De professor para professor

Movimentos para resgatar vínculos

Profª Drª Ana Fausta Borghetti e Profª Daniela de Oliveira Borella

18 ago 2025

15 min de leitura

Profª Drª Ana Fausta Borghetti

Profª Daniela de Oliveira Borella

Este será um relato de experiência proposta e conduzida pela professora Daniela de Oliveira Borela, as auxiliares de educação Adrielle Ana Graciola da Silveira de Borba e Andressa Lermen Valduga e a estagiária Andriele da Silva Rodrigues, do Maternal A, da Escola de Educação Infantil Imigrante – rede municipal de ensino, em Encantado/RS, sob a coordenação da Diretora Ana Paula Montagna.

A experiência aconteceu durante o ano de 2024, tendo como objetivo aproximar as famílias do processo escolar possibilitando a elas momentos de participação nas conquistas de seus filhos, sentindo-se pertencentes aos processos vividos por eles, voltando a assumir o protagonismo enquanto pais na condução de conquistas importantes, neste caso: o desfralde. A pergunta que norteou essa experiência foi: Quais novos comportamentos podemos gerar a partir deste convite as famílias? O que desejamos criar a partir disso? 

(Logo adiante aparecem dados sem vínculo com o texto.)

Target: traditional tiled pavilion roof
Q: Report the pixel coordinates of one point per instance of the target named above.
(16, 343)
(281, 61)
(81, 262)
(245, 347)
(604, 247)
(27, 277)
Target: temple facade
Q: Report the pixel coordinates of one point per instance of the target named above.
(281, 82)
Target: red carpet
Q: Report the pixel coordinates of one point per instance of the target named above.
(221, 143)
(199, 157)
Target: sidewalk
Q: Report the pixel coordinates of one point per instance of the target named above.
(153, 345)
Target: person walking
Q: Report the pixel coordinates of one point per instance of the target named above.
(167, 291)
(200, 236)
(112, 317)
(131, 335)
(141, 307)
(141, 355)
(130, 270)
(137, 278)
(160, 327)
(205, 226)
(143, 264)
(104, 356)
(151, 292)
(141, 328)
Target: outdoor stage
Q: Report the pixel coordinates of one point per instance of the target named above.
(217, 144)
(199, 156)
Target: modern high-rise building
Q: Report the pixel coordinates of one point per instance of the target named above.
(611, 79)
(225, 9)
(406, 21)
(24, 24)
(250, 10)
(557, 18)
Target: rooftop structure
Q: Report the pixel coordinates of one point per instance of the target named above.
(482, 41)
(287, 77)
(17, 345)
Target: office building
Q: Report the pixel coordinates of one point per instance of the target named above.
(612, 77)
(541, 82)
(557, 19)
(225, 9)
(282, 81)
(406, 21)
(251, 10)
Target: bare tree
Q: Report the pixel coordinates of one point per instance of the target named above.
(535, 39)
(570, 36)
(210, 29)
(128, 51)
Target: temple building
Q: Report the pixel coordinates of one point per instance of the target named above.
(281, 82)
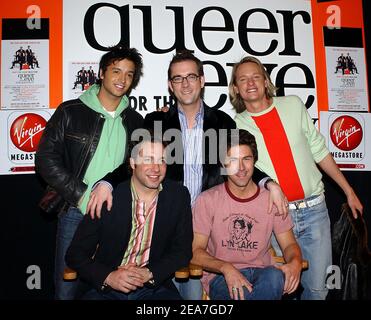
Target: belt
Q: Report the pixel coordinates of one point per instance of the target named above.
(301, 204)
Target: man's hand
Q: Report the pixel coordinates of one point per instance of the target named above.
(98, 196)
(292, 272)
(235, 281)
(354, 204)
(278, 198)
(126, 278)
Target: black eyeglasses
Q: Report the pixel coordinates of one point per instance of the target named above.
(190, 78)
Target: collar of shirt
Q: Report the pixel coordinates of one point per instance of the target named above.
(199, 117)
(135, 196)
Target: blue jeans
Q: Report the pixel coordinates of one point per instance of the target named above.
(160, 293)
(67, 225)
(313, 234)
(189, 290)
(267, 284)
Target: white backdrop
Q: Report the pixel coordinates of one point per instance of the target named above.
(107, 24)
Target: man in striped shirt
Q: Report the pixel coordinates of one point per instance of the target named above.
(132, 252)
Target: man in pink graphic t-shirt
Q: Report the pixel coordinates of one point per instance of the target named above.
(232, 233)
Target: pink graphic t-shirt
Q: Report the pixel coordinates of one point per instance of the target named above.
(239, 230)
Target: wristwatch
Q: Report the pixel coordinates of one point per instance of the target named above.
(105, 287)
(267, 181)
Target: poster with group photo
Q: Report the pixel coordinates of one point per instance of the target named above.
(25, 65)
(346, 70)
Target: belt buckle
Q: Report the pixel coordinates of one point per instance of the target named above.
(301, 205)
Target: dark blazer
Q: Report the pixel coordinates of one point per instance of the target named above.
(213, 119)
(171, 246)
(68, 144)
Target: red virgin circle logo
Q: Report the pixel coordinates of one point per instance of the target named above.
(346, 133)
(26, 131)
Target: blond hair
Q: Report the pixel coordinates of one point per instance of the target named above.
(236, 100)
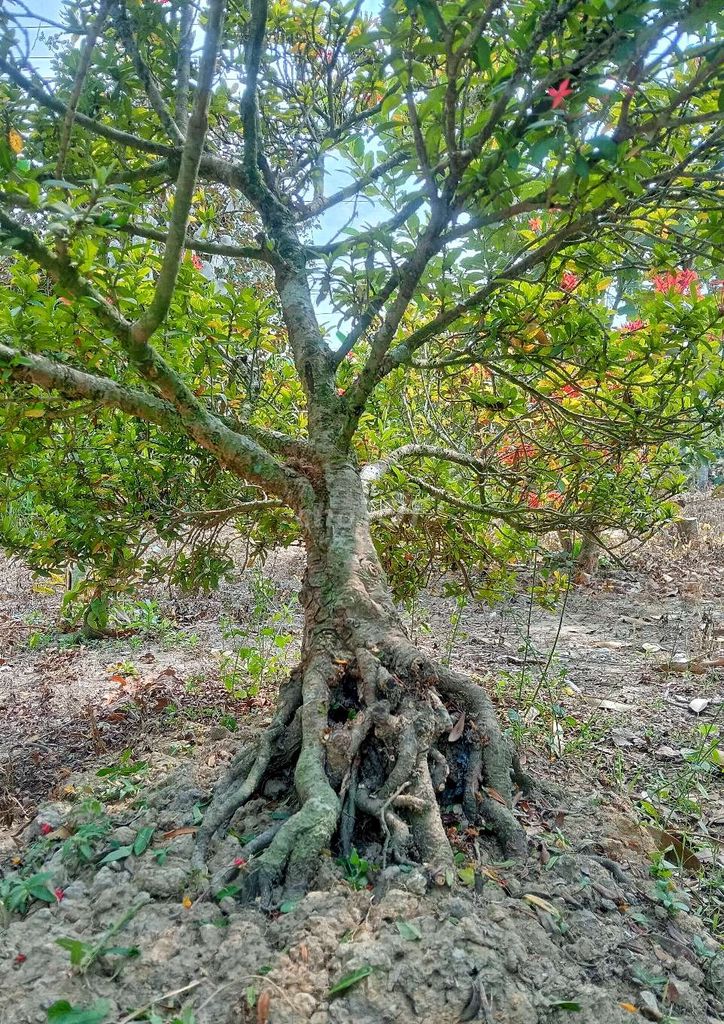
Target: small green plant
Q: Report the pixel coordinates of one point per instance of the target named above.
(263, 641)
(455, 634)
(356, 869)
(84, 954)
(121, 777)
(17, 893)
(670, 898)
(79, 848)
(145, 619)
(62, 1012)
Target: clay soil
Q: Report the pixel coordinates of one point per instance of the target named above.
(614, 696)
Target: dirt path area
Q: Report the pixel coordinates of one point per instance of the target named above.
(614, 697)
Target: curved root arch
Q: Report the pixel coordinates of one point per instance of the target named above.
(369, 736)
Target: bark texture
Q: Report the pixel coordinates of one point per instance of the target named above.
(375, 734)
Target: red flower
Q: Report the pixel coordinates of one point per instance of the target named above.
(559, 93)
(633, 326)
(675, 281)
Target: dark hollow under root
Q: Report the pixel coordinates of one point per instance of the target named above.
(384, 767)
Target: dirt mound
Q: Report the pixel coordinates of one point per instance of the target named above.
(569, 935)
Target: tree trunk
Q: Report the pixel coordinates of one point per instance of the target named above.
(365, 724)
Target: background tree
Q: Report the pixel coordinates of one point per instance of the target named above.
(540, 184)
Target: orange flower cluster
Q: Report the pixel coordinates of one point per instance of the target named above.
(675, 281)
(514, 454)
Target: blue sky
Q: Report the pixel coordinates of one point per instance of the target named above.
(368, 212)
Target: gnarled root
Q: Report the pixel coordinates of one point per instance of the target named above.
(370, 734)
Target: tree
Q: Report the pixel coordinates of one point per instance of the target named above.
(534, 174)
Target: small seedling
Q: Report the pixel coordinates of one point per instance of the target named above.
(16, 893)
(356, 869)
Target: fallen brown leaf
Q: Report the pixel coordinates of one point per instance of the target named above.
(262, 1008)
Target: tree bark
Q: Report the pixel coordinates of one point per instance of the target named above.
(364, 724)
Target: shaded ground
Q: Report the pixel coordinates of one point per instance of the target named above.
(600, 697)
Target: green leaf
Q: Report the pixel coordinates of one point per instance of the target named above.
(41, 892)
(467, 876)
(481, 54)
(129, 951)
(142, 840)
(76, 948)
(581, 166)
(62, 1013)
(409, 931)
(350, 979)
(120, 854)
(604, 146)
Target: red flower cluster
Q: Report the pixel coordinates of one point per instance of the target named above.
(514, 454)
(675, 281)
(560, 93)
(633, 326)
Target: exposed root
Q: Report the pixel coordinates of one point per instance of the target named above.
(229, 798)
(370, 734)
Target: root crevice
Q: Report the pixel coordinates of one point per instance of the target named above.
(378, 774)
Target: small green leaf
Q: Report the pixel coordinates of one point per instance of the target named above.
(120, 854)
(62, 1013)
(481, 54)
(76, 948)
(467, 876)
(40, 891)
(350, 979)
(142, 840)
(129, 951)
(605, 146)
(409, 931)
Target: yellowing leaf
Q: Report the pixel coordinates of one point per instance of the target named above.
(542, 904)
(14, 140)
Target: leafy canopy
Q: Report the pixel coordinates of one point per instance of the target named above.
(477, 244)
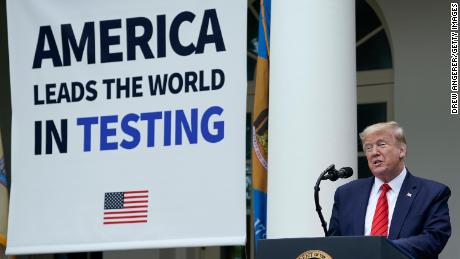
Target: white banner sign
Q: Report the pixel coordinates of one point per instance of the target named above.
(128, 124)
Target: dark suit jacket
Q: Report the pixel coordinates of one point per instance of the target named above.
(420, 223)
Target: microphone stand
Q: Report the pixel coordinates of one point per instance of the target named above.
(317, 206)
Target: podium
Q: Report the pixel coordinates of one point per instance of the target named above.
(348, 247)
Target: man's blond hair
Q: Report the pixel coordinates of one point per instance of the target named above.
(398, 131)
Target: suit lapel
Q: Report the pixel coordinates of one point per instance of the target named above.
(406, 196)
(361, 202)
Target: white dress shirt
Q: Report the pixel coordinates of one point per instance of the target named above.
(392, 196)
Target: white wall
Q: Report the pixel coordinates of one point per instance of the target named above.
(420, 38)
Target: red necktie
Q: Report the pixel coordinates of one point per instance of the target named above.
(380, 221)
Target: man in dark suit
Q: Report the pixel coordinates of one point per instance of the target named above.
(412, 212)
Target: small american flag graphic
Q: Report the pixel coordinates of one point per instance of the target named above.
(126, 207)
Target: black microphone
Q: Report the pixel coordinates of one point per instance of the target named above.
(334, 174)
(329, 174)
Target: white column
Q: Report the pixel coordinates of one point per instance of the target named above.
(312, 120)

Afirma-se que a experiência proposta teve êxito em vários aspectos: objetivamente, das 19 crianças que fazem parte do grupo de 2 a 3 anos, 16 já estavam desfraldadas em outubro do mesmo ano. Subjetivamente, podemos dizer que a vivência resgatou e restaurou laços invisíveis entre pais e filhos, devolvendo as famílias o seu protagonismo e responsabilidade em acompanhar, orientar, disparar processos de conquista tendo as professoras como verdadeiras guias, observando, orientando e encorajando a todos.

Em relação as crianças, o sentir-se olhada, acompanhada, respeitada em seu tempo subjetivo e celebrada pelas suas conquistas, tendo além das professoras, a guiança de seus pais, cria lastros emocionais que as auxiliarão a confiar em si, aceitarem-se e caminharem, com segurança, ao encontro de novos desafios.

Os teóricos que nos inspiram, são: Maria Montessori, Carla Rinaldi, Roberto Assagioli e Pierre Weil.

Conceitos: consciência de si, participação, família e escola

Introdução

No mundo contemporâneo, a escola vem assumindo responsabilidades que antes eram da família. A escola em tempo integral (não necessariamente de educação integral) tornou-se a referência para as crianças, na maioria dos casos, pois é neste espaço que a criança passa a maior parte do seu tempo e, por isso, vive suas conquistas. Estas geralmente acontecem, sem a participação dos pais, tendo as professoras como as pessoas que as acompanham, vivem e celebram momentos importantes.

Professores são na atualidade, as pessoas que, geralmente, incentivam e acompanham conquistas importantes do desenvolvimento infantil, como: os primeiros passos, as primeiras palavras, o desfralde, a transição da mamadeira para as primeiras garfadas entre tantas outras, pois a organização da sociedade contemporânea, muitas vezes, não oportuniza aos pais viverem e celebrarem as vitórias de seus filhos, deixando assim, de serem os protagonistas da educação de seus pequenos.

Percebendo o quanto esse vácuo deixa muitas crianças sem ou com pouca referência familiar, com pais distantes e professores sobrecarregados, também pensando sobre afetos, responsabilidades e limites entre as instituições família e escola, a  professora Daniela, após a sua vivência enquanto mãe, pensou em estratégias, junto a seu grupo de trabalho, para convidar estes pais a participarem das conquistas das crianças, viverem essas emoções com seus filhos, podendo inclusive, sentirem-se pais presentes, responsáveis, impulsionando e vivendo junto das crianças momentos que são fundamentais para a sua vida, principalmente subjetiva.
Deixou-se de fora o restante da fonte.